Sus capítulos no solo abordan los roles y las funciones que cumplimos en la escuela, también se trataba la diferencia, la difícil transición que se da al momento de cumplir 10 u 11 años de la que ya nadie habla, la crisis de la primera década de vida es real y, a esa edad, Recreo me hablaba con una brutal honestidad sobre algunos de los problemas que podría encontrarme. Las normas, encarnadas en el director y en la temible Maestra Finster eran un fiel reflejo de cómo se siente la autoridad a esa edad, y la resistencia de los personajes se parecía a la rebeldía que un día tuve, al cuestionamiento de lo que se nos dice.
Después llegaron a mi vida Samurai Jack, Avatar: la leyenda de Aang, Coraje, el perro cobarde, El laboratorio de Dexter, Las chicas superpoderosas, entre otras que, tal vez sólo para mí, ya no pasan la prueba del tiempo.
Actualmente hay una gama altísima de caricaturas que dejan volar la imaginación y que se encargan de formar emocionalmente en muchos aspectos a las infancias. Esto contradice la visión rancia de que todo lo que se hizo durante la infancia propia fue mejor que lo que consumen las actuales infancias. Por nombrar algunos, creo que el impacto de Adventure Time, Over The Garden Wall y Gravity Falls apenas está comenzando a ser digerible para algunas personas.
Un caso muy reciente, Bluey, una serie animada para niños en donde aparecen dos cosas que nunca había visto explícitamente en una caricatura: niños que gritan a la hora de jugar y hacer cualquier cosa, así como la relación y el involucramiento consciente de los adultos en el juego de los niños. Me ha sorprendido la solidez con la que, episodio tras episodio, se expone una enseñanza, pero nunca a expensas de la calidad del argumento, ni mucho menos restando diversión a la fórmula. En esta serie los padres también pueden salir con importantes lecciones sobre su trato con los niños en general, al punto de que ha conmovido a un público muy amplio en todo el mundo.
Así, más allá de dar lecciones morales, considero que una buena caricatura sirve para ampliar nuestra concepción del mundo, o de una parcela de este. Sea la casa, la escuela, o, como pasa con Los Backyardigans, el patio trasero. Y son precisamente Los Backyardigans los que nos enseñan que se puede integrar el baile, el canto, la tensión narrativa y la imaginación. Los que, a través de objetos comunes, se imaginan aventuras en barco, en el antiguo Japón o en el desierto.
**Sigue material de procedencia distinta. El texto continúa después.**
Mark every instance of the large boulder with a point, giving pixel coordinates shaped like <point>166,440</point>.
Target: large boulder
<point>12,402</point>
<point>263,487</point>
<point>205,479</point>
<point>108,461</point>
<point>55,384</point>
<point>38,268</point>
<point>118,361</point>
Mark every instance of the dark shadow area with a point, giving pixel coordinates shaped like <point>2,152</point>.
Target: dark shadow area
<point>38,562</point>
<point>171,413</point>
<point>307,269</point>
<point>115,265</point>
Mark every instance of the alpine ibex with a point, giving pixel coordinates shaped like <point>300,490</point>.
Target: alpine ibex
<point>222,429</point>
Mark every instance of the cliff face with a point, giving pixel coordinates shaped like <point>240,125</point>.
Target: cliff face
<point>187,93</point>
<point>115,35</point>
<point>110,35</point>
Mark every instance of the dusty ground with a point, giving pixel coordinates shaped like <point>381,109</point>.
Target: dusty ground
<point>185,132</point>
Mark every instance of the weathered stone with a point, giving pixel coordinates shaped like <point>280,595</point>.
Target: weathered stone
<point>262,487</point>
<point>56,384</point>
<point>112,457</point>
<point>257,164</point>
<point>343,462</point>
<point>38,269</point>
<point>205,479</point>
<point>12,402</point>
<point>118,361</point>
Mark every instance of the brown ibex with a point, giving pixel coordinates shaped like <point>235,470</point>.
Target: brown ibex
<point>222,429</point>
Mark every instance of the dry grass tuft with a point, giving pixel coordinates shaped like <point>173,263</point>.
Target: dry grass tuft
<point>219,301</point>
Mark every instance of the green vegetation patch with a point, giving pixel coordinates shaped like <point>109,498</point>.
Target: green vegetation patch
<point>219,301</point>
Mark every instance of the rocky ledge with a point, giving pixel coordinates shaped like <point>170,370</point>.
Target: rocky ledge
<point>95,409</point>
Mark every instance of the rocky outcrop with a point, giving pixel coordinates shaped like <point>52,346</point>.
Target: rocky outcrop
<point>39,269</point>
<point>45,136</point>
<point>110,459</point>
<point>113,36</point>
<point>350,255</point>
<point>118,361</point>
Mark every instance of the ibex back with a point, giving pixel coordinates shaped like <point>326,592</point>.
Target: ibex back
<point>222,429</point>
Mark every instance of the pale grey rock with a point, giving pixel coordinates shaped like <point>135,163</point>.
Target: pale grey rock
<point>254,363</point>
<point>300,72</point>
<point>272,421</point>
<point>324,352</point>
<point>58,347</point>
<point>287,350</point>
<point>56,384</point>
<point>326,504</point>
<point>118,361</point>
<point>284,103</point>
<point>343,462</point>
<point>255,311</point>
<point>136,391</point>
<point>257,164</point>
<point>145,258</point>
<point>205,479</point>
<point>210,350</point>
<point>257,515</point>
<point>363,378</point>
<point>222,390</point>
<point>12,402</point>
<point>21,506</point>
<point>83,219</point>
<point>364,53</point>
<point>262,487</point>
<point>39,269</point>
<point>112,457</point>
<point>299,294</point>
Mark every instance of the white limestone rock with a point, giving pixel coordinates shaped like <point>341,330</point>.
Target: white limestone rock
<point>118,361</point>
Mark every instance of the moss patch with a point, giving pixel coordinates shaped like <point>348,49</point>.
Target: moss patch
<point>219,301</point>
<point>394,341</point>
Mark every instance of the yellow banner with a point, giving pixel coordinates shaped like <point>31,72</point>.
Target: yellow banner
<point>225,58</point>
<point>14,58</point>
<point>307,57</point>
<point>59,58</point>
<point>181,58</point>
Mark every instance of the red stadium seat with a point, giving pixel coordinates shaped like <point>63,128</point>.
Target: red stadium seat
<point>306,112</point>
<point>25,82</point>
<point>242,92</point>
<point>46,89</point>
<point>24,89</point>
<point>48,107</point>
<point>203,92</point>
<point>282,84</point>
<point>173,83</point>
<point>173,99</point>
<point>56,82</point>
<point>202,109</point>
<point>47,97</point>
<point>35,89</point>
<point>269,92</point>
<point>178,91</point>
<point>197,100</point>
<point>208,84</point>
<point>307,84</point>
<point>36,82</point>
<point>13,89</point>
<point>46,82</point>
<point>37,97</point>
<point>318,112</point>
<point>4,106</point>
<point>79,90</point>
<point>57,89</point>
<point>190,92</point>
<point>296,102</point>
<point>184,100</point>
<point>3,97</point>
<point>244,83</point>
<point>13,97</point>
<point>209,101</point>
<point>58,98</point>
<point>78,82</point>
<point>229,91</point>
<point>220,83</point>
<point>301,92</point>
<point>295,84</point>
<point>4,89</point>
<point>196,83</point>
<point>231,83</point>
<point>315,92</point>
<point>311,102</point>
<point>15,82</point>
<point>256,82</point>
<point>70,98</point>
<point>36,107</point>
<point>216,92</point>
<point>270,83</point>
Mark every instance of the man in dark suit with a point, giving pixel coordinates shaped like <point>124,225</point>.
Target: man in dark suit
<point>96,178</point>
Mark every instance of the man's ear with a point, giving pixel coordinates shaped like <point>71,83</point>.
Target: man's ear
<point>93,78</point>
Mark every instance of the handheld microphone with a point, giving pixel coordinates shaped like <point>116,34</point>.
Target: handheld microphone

Tomar lo cotidiano y transformarlo en algo magnífico es el imperio intangible de las infancias. Existimos adultos que insistimos en recuperar algo de esa gloria perdida, pero somos un caso perdido. Un atisbo de justicia en este mundo sería dejar a las infancias este privilegio, pues nuestro mundo requiere que estos crezcan a ritmo acelerado. A los grandes nos toca volver a las pantallas y olvidar por un momento nuestros años en este mundo. Dejar de lado la intoxicación de realismo.